The initial approach to treatment of staple line dehiscence following LSG depends on the timing of the presentation, the clinical picture of the patient and the clinician’s technical expertise. Stent placement remains the most widely used treatment approach. Stable patients with localized fluid collection adjacent to a dehisced proximal staple line may be managed by internal drainage such as endoscopic pigtail, VAC placement, or septotomy. External drainage can be achieved with laparoscopy or via percutaneous drains placed by interventional radiology. Based on our experience, we have adopted an initial approach using endosuturing or over-the-scope clipping, depending on the anatomy, the size of the defect, and the expertise of the interventional endoscopist.

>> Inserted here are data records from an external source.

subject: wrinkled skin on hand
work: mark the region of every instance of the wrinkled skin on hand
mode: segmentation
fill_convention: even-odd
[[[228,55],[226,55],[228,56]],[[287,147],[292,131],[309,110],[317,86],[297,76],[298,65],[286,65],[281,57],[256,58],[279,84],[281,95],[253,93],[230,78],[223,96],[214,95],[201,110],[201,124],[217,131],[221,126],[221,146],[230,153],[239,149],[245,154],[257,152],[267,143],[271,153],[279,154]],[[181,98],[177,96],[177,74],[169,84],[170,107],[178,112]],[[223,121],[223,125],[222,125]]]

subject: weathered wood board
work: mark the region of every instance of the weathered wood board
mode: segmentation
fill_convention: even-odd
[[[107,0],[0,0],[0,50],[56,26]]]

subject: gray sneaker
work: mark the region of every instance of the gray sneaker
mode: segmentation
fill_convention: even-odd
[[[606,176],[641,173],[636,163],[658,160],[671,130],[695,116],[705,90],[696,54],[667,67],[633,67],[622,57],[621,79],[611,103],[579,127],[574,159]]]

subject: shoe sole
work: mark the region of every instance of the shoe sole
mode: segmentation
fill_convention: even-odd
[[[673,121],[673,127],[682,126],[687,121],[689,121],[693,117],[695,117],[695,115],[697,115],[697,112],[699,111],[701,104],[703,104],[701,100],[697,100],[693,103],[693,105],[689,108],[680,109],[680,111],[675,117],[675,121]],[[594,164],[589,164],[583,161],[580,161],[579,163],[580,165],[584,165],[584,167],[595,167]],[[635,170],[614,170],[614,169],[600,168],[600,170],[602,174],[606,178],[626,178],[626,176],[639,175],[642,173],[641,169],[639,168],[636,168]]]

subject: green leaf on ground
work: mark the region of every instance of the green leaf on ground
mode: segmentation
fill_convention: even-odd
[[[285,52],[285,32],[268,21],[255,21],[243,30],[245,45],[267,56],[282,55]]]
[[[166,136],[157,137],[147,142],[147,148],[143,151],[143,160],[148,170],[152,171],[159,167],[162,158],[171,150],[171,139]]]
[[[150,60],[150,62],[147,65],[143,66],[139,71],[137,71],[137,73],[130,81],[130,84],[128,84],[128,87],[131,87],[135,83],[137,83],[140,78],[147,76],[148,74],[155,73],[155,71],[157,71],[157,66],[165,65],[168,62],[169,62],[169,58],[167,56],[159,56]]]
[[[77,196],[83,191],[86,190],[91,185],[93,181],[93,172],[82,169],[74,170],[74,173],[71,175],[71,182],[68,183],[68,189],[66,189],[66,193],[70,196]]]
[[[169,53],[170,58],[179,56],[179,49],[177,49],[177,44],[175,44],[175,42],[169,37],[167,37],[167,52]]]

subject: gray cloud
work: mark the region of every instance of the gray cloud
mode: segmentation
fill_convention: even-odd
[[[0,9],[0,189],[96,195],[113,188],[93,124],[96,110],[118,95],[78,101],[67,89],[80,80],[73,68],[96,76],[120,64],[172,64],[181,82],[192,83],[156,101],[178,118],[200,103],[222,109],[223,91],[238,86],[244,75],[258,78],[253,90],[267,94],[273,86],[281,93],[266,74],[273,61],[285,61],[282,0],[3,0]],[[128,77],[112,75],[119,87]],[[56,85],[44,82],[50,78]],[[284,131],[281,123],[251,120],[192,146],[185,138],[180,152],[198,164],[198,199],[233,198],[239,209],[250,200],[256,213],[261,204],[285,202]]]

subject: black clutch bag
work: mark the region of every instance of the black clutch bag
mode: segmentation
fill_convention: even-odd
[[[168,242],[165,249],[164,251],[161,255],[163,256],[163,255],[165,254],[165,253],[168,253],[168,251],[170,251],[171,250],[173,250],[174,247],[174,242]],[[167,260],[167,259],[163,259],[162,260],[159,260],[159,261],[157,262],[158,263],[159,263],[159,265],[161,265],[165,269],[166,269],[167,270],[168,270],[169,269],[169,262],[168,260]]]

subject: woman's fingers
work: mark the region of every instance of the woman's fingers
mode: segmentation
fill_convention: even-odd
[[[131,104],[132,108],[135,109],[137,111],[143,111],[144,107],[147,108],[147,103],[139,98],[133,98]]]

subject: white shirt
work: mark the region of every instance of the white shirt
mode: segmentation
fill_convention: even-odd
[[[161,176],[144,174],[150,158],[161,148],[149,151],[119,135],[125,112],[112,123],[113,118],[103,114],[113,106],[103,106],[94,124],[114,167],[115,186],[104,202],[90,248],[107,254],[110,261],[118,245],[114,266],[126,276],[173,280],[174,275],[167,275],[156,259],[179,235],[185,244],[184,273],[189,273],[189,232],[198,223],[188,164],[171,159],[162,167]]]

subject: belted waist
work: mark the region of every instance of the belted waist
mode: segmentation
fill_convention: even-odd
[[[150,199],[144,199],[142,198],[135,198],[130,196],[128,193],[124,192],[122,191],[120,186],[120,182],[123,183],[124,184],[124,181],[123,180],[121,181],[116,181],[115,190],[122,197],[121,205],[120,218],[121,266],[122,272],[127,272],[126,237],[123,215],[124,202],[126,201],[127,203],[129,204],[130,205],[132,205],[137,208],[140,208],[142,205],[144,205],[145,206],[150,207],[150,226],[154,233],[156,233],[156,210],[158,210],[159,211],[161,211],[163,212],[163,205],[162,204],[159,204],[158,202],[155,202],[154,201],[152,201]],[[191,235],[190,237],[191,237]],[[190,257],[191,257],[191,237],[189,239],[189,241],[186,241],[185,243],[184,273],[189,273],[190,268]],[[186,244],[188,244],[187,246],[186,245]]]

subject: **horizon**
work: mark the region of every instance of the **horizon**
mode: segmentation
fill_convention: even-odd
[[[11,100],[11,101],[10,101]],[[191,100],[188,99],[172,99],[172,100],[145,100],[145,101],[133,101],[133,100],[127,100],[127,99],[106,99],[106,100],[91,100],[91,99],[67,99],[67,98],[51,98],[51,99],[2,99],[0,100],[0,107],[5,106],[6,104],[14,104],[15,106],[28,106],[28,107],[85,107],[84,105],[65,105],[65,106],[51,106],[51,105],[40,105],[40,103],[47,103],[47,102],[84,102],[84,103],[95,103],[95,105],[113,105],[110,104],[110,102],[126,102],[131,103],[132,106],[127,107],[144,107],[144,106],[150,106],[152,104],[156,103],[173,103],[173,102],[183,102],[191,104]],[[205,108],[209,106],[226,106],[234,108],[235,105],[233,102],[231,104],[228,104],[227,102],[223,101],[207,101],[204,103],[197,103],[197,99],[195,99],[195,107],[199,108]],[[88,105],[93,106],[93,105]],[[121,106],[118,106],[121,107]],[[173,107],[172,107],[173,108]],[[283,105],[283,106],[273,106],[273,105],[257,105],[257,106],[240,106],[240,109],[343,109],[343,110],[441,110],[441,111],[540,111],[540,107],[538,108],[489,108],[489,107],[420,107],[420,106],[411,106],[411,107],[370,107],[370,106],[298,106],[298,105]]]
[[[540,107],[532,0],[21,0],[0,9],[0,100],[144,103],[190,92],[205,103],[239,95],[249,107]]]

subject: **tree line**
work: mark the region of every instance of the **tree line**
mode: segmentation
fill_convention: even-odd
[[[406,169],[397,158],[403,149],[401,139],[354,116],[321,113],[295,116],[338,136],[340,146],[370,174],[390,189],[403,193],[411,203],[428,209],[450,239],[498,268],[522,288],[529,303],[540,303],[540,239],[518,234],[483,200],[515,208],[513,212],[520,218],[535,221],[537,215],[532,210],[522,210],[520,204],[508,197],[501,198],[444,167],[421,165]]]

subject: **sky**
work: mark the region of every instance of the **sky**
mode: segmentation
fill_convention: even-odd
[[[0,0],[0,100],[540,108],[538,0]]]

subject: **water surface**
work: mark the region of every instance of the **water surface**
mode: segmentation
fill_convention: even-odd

We reserve the placement of stents for patients who have persistent leaks following these initial procedures.

Conclusion

Endoscopic suturing may have a role in the management of leaks following LSG, as a primary treatment or as an adjunct to treatment with a stent. Given the endoscopic expertise required to perform the procedures and the number of other therapeutic choices that are available, further studies are required to better define the role of this technology in the algorithm of LSG-related leak management.